Single-cell sequencing has shown potential to advance early detection and noninvasive monitoring. This concept is being elucidated by studies on circulating tumor cells (CTC), ultimately providing insight on metastatic dissemination (Navin 2015). CTC studies also aid in understanding evolution of the genome in early stages of cancer by identifying clones (and their underlying genetics, transcriptomics, etc.) that invade surrounding tissue.

Algorithms like Wanderlust and Monocle allows one to reconstruct transcriptional dynamics of development, differentiation, and/or clonal evolution from single-cell transcriptome data. Given such insight, we look forward to single-cell sequencing’s ability to identify signature transcriptions of tumor states, which will strongly facilitate treatment decisions and healthcare strategies for patients.

5 Perspectives

Single-cell sequencing will transform cancer research over the coming years as even initial experiments have revolutionized our current understanding of gene regulation and disease. Indeed, the data available with single-cell techniques has never been possible before. Since the initial single-cell sequencing experiments, there have been many technical and experimental advances and the field continues to advance at a remarkable speed.

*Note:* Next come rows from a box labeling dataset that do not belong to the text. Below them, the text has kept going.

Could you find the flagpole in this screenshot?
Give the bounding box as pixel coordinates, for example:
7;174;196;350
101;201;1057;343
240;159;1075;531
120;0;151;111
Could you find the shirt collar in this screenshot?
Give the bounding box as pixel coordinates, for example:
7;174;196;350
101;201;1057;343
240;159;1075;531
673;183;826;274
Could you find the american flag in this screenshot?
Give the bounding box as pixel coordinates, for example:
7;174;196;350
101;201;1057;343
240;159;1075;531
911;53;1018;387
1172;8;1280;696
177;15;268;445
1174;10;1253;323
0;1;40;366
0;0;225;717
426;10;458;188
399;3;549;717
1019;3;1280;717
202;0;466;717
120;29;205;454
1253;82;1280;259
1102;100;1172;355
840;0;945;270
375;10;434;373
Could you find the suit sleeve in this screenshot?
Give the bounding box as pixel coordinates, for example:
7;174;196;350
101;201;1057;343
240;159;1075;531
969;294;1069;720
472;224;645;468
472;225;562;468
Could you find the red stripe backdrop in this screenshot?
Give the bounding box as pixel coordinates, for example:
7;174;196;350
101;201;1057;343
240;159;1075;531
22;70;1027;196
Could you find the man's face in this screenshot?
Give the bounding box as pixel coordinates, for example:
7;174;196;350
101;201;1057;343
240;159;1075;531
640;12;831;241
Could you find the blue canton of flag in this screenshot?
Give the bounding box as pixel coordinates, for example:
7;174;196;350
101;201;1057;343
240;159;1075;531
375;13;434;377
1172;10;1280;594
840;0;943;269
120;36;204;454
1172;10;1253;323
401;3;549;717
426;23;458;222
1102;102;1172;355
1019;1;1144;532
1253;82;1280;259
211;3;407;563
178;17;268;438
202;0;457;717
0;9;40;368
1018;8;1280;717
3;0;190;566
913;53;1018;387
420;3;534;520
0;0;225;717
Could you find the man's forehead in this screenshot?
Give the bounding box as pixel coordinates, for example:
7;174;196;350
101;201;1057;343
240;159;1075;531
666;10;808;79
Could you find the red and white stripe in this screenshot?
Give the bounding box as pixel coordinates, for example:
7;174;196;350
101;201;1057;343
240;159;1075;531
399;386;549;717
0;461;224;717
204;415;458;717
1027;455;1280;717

Drawbacks to single-cell sequencing include loss of tumor characteristics including spatial information, intratumor heterogeneity, and important cell-to-cell interactions. This issue stems from the fact that single-cell preparation and isolation capture techniques require intact single cells to be dissociated from fresh tissues. Most single cells are derived from a biopsy or small piece of tissue; therefore, single-cell sequencing may not accurately represent the underlying genome/transcriptome of the original tumor. Even the process of dissociating single cells from tissues may alter the cells and their underlying gene expression. In addition, microfluidic devices lose entire cell populations and may have bias for certain cells sizes, which, along with inherent weaknesses of selective amplification, can skew results.

With increasing amounts of complex data generated by single-cell sequencing techniques, there exists the dilemma of accurate interpretation and what to do with the sheer quantity of data generated. While many tools for analysis have been developed, there is a need for further analytic improvement in filtering noise and scalability [43]. Some of the above issues, particularly spatial information, can be overcome by single-cell analysis techniques, but this highlights the need for skilled bioinformaticians to accurately analyze the data. In addition, there is currently no universal analysis technique available, allowing for potentially more bias. Another challenge that limits the wide application of whole genome single-cell sequencing in the research and clinical settings is its relatively high cost compared to other bulk sequencing techniques. For example, a single-cell RNA seq experiment using the Chromium System from 10× Genomics currently costs at least 10 times higher than a typical bulk whole genome RNA seq experiment. However, new and cheaper techniques are being developed which will greatly improve the accessibility of the technology so as time goes on.

Emerging new technologies that combine single-cell sequencing with other techniques acquire even deeper and richer genomic/biological information of cells and tissues. Spatial transcriptomics, which integrates single-cell RNA seq with the in situ hybridization (ISH), is one of such new technologies. It analyzes intact tissue sections on slides and does not require the need for cell isolation from tissue. The process involves the placement of histological sections on slides that contain reverse transcription primers with unique positional bar codes and subsequent placement of millions of oligonucleotides in micrometer subsections. This is followed by reverse transcription [23]. This method has the potential to overcome the loss of spatial information, intratumor heterogeneity, and the potential alteration of cells during the process of dissociation. Application of such technologies in clinical samples could potentially revolutionize patient care.